HEARTBEAT.md — SRE Heartbeat Checklist

Run this checklist on every heartbeat. This covers both your monitoring duties and your task execution via the Paperclip skill.

1. Identity and Context

  • GET /api/agents/me — confirm your id, role, budget, chainOfCommand.
  • Check wake context: PAPERCLIP_TASK_ID, PAPERCLIP_WAKE_REASON, PAPERCLIP_WAKE_COMMENT_ID.

2. Local Planning Check

  1. Read today’s plan from $AGENT_HOME/memory/YYYY-MM-DD.md under ”## Today’s Plan”.
  2. Review each planned item: what’s completed, what’s blocked, what’s next.
  3. For any blockers, resolve them yourself or escalate to the Founding Engineer.
  4. If you’re ahead, start on the next highest priority.
  5. Record progress updates in the daily notes.

3. Approval Follow-Up

If PAPERCLIP_APPROVAL_ID is set:

  • Review the approval and its linked issues.
  • Close resolved issues or comment on what remains open.

4. Get Assignments

  • GET /api/companies/{companyId}/issues?assigneeAgentId={your-id}&status=todo,in_progress,blocked
  • Prioritize: in_progress first, then todo.

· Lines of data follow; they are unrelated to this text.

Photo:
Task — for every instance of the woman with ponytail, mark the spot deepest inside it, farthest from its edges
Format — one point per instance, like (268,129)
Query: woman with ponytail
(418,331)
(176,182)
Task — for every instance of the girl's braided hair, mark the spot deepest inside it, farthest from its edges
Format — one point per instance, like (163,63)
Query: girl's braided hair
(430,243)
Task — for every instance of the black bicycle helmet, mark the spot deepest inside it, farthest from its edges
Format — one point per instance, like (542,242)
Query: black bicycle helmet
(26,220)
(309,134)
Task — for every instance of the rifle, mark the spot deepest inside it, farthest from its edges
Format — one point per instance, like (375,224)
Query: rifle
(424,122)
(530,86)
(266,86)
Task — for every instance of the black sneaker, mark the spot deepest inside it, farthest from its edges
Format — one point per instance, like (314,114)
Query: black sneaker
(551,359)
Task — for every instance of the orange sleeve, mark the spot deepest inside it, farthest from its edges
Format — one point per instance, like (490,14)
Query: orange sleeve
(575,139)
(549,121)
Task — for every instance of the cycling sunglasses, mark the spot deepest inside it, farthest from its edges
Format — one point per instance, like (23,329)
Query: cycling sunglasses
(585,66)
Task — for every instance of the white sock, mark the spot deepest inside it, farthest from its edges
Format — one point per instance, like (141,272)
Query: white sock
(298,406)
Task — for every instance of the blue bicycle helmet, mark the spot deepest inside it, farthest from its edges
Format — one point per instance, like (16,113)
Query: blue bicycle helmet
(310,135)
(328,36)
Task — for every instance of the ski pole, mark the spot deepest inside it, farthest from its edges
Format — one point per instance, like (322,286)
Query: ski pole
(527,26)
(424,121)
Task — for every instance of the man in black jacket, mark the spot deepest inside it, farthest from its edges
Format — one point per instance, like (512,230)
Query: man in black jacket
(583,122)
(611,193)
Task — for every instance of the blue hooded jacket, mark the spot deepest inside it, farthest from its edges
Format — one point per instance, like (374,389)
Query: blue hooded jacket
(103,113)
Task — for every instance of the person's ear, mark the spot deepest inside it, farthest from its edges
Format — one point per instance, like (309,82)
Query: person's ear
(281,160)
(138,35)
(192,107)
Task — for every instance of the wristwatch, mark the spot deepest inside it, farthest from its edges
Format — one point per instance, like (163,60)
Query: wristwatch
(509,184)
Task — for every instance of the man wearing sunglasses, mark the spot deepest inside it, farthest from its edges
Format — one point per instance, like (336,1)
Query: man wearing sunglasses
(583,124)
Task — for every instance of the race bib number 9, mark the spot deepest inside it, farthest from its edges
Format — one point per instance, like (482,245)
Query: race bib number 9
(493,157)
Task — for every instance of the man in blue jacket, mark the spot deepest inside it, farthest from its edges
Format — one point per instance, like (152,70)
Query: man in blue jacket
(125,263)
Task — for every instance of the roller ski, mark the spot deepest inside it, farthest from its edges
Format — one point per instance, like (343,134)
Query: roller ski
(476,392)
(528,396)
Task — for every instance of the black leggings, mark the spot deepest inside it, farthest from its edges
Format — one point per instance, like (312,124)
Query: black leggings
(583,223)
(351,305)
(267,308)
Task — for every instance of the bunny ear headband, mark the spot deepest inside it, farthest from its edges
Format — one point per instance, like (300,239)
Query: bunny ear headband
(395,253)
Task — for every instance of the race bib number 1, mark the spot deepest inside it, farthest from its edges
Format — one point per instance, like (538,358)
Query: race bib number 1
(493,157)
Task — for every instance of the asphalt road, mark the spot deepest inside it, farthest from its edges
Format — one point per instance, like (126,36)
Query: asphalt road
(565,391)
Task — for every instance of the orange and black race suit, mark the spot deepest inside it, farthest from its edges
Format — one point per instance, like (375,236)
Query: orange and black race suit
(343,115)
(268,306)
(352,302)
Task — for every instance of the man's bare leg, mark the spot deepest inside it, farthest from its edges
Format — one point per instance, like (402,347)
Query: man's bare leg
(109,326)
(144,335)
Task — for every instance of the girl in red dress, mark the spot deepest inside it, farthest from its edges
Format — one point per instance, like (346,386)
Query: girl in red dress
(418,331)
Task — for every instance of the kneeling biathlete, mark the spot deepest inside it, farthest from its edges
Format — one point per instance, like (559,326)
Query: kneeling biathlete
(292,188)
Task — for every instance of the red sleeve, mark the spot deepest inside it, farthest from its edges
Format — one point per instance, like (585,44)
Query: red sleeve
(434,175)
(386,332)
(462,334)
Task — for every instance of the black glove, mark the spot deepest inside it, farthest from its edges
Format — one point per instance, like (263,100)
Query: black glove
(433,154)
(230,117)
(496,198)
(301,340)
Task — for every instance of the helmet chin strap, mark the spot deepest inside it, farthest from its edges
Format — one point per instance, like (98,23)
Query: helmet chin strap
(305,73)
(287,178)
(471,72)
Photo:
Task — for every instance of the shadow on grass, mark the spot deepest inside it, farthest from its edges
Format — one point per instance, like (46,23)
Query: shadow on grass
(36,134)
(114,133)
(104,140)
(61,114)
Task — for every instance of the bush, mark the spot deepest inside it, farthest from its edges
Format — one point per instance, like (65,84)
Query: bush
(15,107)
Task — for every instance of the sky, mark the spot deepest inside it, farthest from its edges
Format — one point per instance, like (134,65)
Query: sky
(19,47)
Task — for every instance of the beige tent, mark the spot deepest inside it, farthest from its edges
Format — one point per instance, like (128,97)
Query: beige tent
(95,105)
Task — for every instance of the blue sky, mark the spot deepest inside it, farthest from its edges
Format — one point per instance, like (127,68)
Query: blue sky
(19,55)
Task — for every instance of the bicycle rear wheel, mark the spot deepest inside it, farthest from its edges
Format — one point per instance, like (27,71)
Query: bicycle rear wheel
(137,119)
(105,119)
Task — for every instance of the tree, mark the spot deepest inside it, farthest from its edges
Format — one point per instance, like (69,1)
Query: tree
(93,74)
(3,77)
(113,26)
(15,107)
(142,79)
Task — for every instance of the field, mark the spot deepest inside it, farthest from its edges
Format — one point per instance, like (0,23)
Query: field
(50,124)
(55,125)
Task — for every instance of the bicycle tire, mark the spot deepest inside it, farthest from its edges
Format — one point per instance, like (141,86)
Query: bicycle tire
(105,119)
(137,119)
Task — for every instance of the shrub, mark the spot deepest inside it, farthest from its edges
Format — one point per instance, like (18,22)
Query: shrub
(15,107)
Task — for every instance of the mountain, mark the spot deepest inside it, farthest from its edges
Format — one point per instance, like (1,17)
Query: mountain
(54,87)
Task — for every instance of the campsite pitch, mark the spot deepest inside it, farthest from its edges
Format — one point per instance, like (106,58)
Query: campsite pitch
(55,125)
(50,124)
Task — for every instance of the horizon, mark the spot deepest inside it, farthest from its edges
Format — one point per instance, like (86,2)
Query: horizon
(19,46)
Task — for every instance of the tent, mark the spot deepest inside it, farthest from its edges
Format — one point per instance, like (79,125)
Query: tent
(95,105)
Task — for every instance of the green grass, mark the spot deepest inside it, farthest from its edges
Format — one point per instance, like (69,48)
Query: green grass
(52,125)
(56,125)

Skip blocked unless you can unblock it.
  • If there is already an active run on an in_progress task, move on to the next thing.
  • If PAPERCLIP_TASK_ID is set and assigned to you, prioritize that task.

5. Checkout and Work

  • Always checkout before working: POST /api/issues/{id}/checkout.
  • Never retry a 409 — that task belongs to someone else.
  • Do the work. Update status and comment when done.

6. Cluster Health Check (Every Heartbeat)

Even if you have no assigned tasks, run a quick health sweep:

  1. kubectl get pods -A --field-selector=status.phase!=Running,status.phase!=Succeeded — unhealthy pods
  2. kubectl get applications -n argocd — ArgoCD sync status
  3. kubectl get pods -n arc-systems and kubectl get pods -n arc-runners — ARC runner health
  4. kubectl get nodes — node status
  5. kubectl get events -A --sort-by='.lastTimestamp' | tail -20 — recent warnings

If anything looks wrong, create or update a Paperclip issue for tracking. If the fix is trivial and safe (pod restart, ArgoCD sync), do it immediately and comment.

7. Fact Extraction

  1. Check for new conversations since last extraction.
  2. Extract durable facts to the relevant entity in $AGENT_HOME/life/ (PARA).
  3. Update $AGENT_HOME/memory/YYYY-MM-DD.md with timeline entries.
  4. Update access metadata (timestamp, access_count) for any referenced facts.

8. Exit

  • Comment on any in_progress work before exiting.
  • If no assignments and no valid mention-handoff, exit cleanly.

SRE Responsibilities

  • Cluster health: Pod status, node health, resource pressure — keep the cluster running.
  • ArgoCD: Sync drift, degraded apps, failed reconciliation.
  • ARC runners: GitHub Actions runner health, scale-set status, job queues.
  • Maintenance: Run daily/weekly maintenance tasks, report findings.
  • Escalation: Clear, actionable escalation to Lead Platform Engineer or Founding Engineer when needed.
  • Never look for unassigned work — only work on what is assigned to you, plus the health check sweep.

Rules

  • Always use the Paperclip skill for coordination.
  • Always include X-Paperclip-Run-Id header on mutating API calls.
  • Comment in concise markdown: status line + bullets + links.
  • Self-assign via checkout only when explicitly @-mentioned.
  • Escalate to Founding Engineer when blocked or when the fix requires architectural changes.